Développement durable

Etude Airparif : La RATP se félicite de la publication du rapport sur la qualité de l'air

Airparif, acteur de référence de la qualité de l’air, a publié un rapport d’évaluation du dispositif de surveillance et d’information de la qualité de l’air dans les gares souterraines que la RATP opère pour Ile-de-France Mobilités.

Airparif souligne dans son rapport que le dispositif de mesure de la qualité de l’air mis en œuvre depuis 25 ans par la RATP pour Ile-de-France Mobilités est « le plus complet au monde » puisqu’il mesure en continu notamment les particules PM10, les particules fines PM2.5, les oxydes d’azote (NOX) et le dioxyde de carbone (CO2). Des résultats disponibles en temps réel sur notre site internet.

Ce rapport confirme la position de la RATP en rappelant que la mesure de la qualité de l’air doit s’inscrire dans le cadre de protocoles stricts et en particulier, adaptés à l’environnement spécifique de chaque lieu et sous le contrôle d’organismes accrédités.

La RATP a pris connaissance des préconisations d’amélioration proposées par Airparif pour rendre encore plus pertinent le dispositif de surveillance ainsi qu’améliorer l’information à destination des voyageurs. Elle s’engage à contribuer à leur mise en œuvre, dans le cadre du plan d’action adopté par Île-de-France Mobilités lors du Conseil du 25 mai 2022.

La RATP engagée depuis 25 ans pour améliorer la qualité de l’air

Pour rappel, depuis 25 ans la RATP agit pour améliorer la qualité de l’air dans ses espaces souterrains, via son plan d’actions réparti selon 4 axes :

  • Informer le public sur le suivi de la qualité de l’air

La RATP réalise des mesures en continu dans trois lieux représentatifs des espaces souterrains de la RATP depuis 1997 : Franklin D. Roosevelt Ligne 1, Châtelet Ligne 4 et Auber RER A (actuellement interrompu pour travaux). Deux nouvelles gares complètent ce dispositif depuis janvier 2022. Ces données sont consultables en temps réel via un site dédié. Des mesures ponctuelles, réalisées en différents points du réseau, sont également mises en œuvre. Plusieurs paramètres sont étudiés : paramètres climatiques (température, humidité relative), dioxyde de carbone, oxydes d’azote, particules fines…
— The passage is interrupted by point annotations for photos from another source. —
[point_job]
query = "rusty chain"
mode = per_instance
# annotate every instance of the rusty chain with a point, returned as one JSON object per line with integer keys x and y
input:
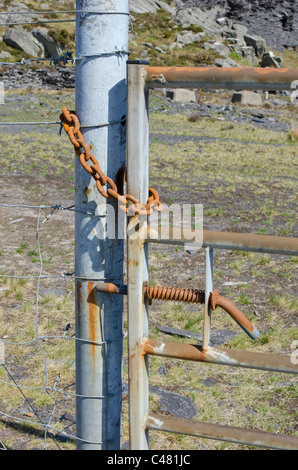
{"x": 72, "y": 127}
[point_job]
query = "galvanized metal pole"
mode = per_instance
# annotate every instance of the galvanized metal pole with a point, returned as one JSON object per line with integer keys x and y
{"x": 100, "y": 99}
{"x": 137, "y": 253}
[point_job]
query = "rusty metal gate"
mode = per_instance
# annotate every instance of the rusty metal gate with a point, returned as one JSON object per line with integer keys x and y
{"x": 141, "y": 78}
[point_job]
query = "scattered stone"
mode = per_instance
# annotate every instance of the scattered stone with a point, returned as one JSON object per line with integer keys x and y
{"x": 235, "y": 283}
{"x": 218, "y": 47}
{"x": 249, "y": 411}
{"x": 208, "y": 382}
{"x": 258, "y": 43}
{"x": 177, "y": 405}
{"x": 222, "y": 21}
{"x": 16, "y": 221}
{"x": 286, "y": 383}
{"x": 226, "y": 63}
{"x": 53, "y": 291}
{"x": 247, "y": 97}
{"x": 4, "y": 55}
{"x": 49, "y": 45}
{"x": 182, "y": 95}
{"x": 270, "y": 60}
{"x": 187, "y": 37}
{"x": 248, "y": 53}
{"x": 21, "y": 39}
{"x": 68, "y": 417}
{"x": 239, "y": 28}
{"x": 162, "y": 370}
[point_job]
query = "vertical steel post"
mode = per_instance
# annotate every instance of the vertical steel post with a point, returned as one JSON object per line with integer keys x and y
{"x": 137, "y": 252}
{"x": 208, "y": 291}
{"x": 100, "y": 98}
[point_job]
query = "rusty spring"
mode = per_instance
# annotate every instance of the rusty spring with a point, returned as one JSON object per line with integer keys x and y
{"x": 174, "y": 293}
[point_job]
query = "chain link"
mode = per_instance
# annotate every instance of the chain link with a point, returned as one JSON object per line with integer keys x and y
{"x": 72, "y": 126}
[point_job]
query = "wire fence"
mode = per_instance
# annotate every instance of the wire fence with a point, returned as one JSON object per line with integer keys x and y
{"x": 53, "y": 432}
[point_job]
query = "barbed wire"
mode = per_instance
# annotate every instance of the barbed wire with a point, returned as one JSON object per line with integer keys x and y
{"x": 67, "y": 57}
{"x": 42, "y": 12}
{"x": 66, "y": 20}
{"x": 50, "y": 431}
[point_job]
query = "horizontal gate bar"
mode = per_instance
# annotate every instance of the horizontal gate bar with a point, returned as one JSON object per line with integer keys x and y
{"x": 227, "y": 78}
{"x": 221, "y": 433}
{"x": 223, "y": 240}
{"x": 229, "y": 357}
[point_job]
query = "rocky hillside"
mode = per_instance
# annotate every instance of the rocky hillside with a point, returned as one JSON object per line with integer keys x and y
{"x": 222, "y": 33}
{"x": 275, "y": 20}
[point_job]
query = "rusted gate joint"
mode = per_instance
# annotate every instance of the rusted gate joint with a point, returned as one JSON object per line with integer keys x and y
{"x": 186, "y": 295}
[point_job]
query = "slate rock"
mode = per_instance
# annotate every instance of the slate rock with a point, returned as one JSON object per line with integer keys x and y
{"x": 257, "y": 42}
{"x": 23, "y": 40}
{"x": 177, "y": 405}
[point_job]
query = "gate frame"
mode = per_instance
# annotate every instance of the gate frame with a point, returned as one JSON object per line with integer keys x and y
{"x": 141, "y": 78}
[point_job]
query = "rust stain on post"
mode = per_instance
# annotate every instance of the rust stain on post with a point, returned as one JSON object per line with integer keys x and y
{"x": 93, "y": 314}
{"x": 79, "y": 285}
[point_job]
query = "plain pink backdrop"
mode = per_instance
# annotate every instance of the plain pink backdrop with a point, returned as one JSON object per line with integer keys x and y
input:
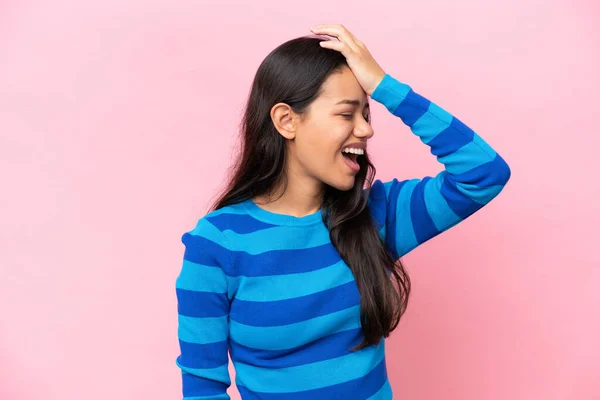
{"x": 118, "y": 121}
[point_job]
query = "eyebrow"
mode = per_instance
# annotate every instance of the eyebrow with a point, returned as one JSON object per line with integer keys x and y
{"x": 351, "y": 102}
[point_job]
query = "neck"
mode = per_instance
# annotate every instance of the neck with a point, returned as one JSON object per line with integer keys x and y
{"x": 302, "y": 196}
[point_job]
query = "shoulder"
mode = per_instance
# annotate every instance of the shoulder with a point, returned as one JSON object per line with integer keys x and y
{"x": 207, "y": 243}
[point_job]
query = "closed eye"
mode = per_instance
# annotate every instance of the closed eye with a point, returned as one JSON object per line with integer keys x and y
{"x": 366, "y": 117}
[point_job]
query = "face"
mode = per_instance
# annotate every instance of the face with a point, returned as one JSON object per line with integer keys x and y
{"x": 330, "y": 124}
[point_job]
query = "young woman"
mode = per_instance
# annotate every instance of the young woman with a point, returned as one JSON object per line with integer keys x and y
{"x": 295, "y": 271}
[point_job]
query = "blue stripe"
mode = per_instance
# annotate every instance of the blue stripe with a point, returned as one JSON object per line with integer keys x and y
{"x": 402, "y": 227}
{"x": 432, "y": 123}
{"x": 461, "y": 204}
{"x": 493, "y": 173}
{"x": 451, "y": 139}
{"x": 282, "y": 287}
{"x": 376, "y": 202}
{"x": 201, "y": 250}
{"x": 423, "y": 224}
{"x": 390, "y": 92}
{"x": 412, "y": 108}
{"x": 385, "y": 393}
{"x": 395, "y": 187}
{"x": 201, "y": 304}
{"x": 211, "y": 382}
{"x": 202, "y": 330}
{"x": 358, "y": 388}
{"x": 203, "y": 356}
{"x": 311, "y": 376}
{"x": 441, "y": 214}
{"x": 202, "y": 278}
{"x": 466, "y": 158}
{"x": 281, "y": 262}
{"x": 238, "y": 223}
{"x": 294, "y": 335}
{"x": 285, "y": 312}
{"x": 292, "y": 237}
{"x": 331, "y": 346}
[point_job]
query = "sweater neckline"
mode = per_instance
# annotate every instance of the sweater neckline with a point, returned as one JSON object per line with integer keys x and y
{"x": 280, "y": 219}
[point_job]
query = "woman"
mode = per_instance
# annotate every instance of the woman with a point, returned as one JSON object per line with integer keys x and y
{"x": 296, "y": 269}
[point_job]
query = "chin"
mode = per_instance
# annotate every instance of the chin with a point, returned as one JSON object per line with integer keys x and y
{"x": 344, "y": 184}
  • Innover pour mieux traiter l’air dans les stations et gares

La RATP et Île-de-France Mobilités sont tournées vers l’innovation et l’expérimentation de nouvelles solutions. Depuis octobre 2020, la RATP expérimente avec Wabtec des solutions de freinage innovantes afin de réduire les émissions de particules à la source. Aussi, en juin 2019, la RATP, en partenariat avec la Région Île-de-France et SUEZ, a inauguré le dispositif « IP’AIR », une solution innovante de traitement de l’air par ionisation positive, dans la station de métro Alexandre Dumas (Ligne 2). Les résultats de ces tests ont montré une réduction de 20 à 30% selon la taille des particules avec un rayon d’action des modules de l’ordre d’une dizaine de mètres. Des travaux sont à mener aujourd’hui pour améliorer l’intégration (encombrement, bruit…)  de tels dispositifs en souterrain.

  • Diminuer à la source les émissions de particules

La RATP s’applique à généraliser sur ses nouveaux trains le freinage électrique, lequel tend à diminuer les émissions de particules à la source. Cela est d’ores et déjà effectif sur les lignes 2, 5 et 9 du métro. A court terme, les lignes 4, 14 et 11 du métro en bénéficieront, suivi de l’ensemble des lignes du métro parisien.

De plus, la RATP a débuté en 2019 le renouvellement de 12 locotracteurs électriques bimode utilisés lors des travaux d’entretien du RER, menés de nuit, permettant de réduire considérablement les émissions de particules fines.

  • Améliorer le renouvellement de l’air

Un vaste plan d’investissement, financé par Île-de-France Mobilités a été engagé d’afin de créer, renforcer ou renouveler les ventilateurs parmi les 340 ventilateurs présents en tunnel (un programme d’investissement sur la période 2021-2024 est mené pour un montant de 57 M€). La RATP améliore ainsi la disponibilité des ventilateurs tout en cherchant à renforcer les capacités intrinsèques de renouvellement d’air permises par chaque ventilateur. Depuis la création du gestionnaire d’infrastructures RATP en 2012, ce seront plus de 85 millions d’euros qui auront été consacrés à investir dans la ventilation du réseau.